I’ve been in commercial writing since 2017. I’ve come all the way from a freelancer to an owner of a design studio.
Here are 25 principles I’ve crafted over 5 years of my career. They’ll help you increase your value as a writer, and, therefore, your profit.
Editing
- Before you start writing a copy, think about how not to write one.
- Your text will not change the world. It’s just another text.
- Don’t play with the words, don’t move them around. It won’t make much of a difference.
- Don’t grind your copies to perfection. Publish fast, then polish. Perfect things exist only in your mind.
- Publish your post while it burns you from the inside and excites you.
- Hire a proofreader so that you wouldn’t have to argue with a client about spelling and punctuation.
Service
- Take responsibility for the result you provide, not for separate words, sentences, or a number of characters.
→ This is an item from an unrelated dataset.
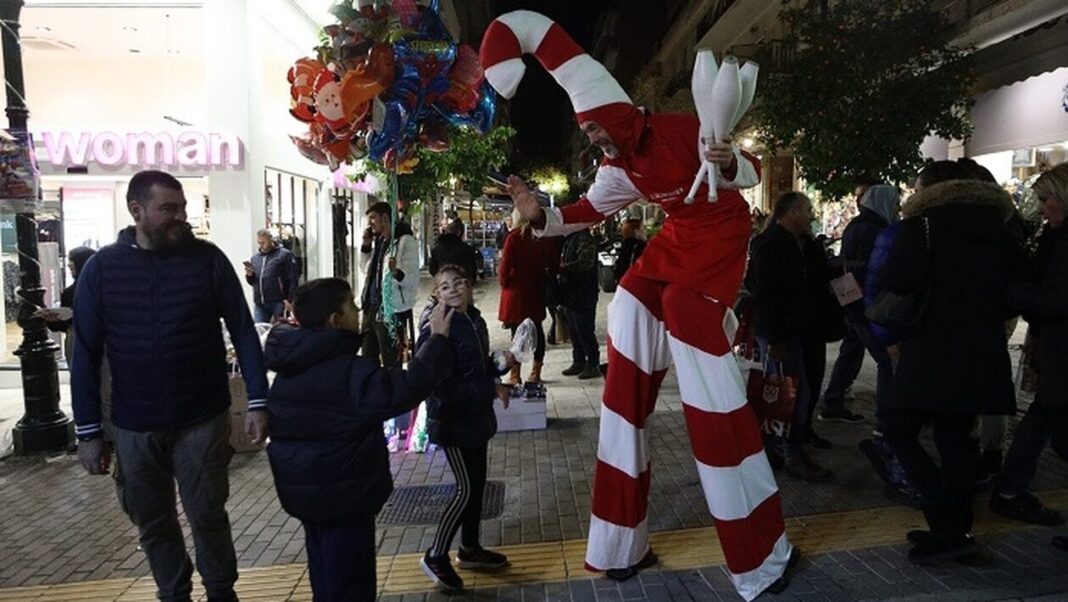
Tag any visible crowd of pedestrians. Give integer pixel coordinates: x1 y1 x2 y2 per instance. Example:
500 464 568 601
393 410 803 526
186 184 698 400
58 153 1068 600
- Ask questions, shut up and listen to your client carefully. They have all the answers.
- Don’t be an asshole: don’t go missing and warn your clients when troubles arise.
- Don’t teach your client how to write, and don’t be stubborn as a ram.
- Don’t argue about your unique vision of writing and style. No one is interested in it. Solve the problem and don’t try to show who’s the boss here.
- Leave emotions behind when you enter a Zoom meeting. Reschedule if you are having an off-day. Recover, then talk.
- Don’t grovel and don’t settle for bad decisions. Defend your working routine, processes and principles.
Money
- Always work on a contract and take an advance payment.
- There is no such thing as an average price. Only a fair price. A fair price is the one that suits you and your client.
- It’s not easy to make a living on writing. To make more, sell your service and solutions, not a copy or a number of characters.
- Develop skills in related areas: layout, management, design, code, typography, illustration, negotiation, law. They give you leverage.
- Never work on urgent tasks. You won’t make much money, but you’re guaranteed to eat some shit and be a scapegoat in the end.
- Work only on the projects you wouldn’t be ashamed to put in your portfolio.
- Don’t get into a project with a bad context, especially out of need. You won’t be happy with the money made there.
Strength
- Remember that you’re great. You make a living using your head. Most people never dare to do it.
- When you don’t see a way out, go back to the initial brief and the task your client brought in. Usually, you’ll find an answer or a hint there.
- See all projects through to completion. In hard times remind yourself why you got into this project and keep the goal in mind like a lighthouse in the storm.
- Take care of your health: sleep at night, exercise, eat well. Make 10,000 steps a day, eat fruit, vegetables, and greens, drink more water and less coffee.
- Be honest and frank with yourself. All problems begin with a lie.
Postscript
This year I’m going to talk to the authors, writers, and editors, even more, to fill the manifesto with new principles that I consider crucial and useful. I hope that in five years, when the fifth version of the manifesto comes out, we’ll be able to trace how the profession of the writer has changed.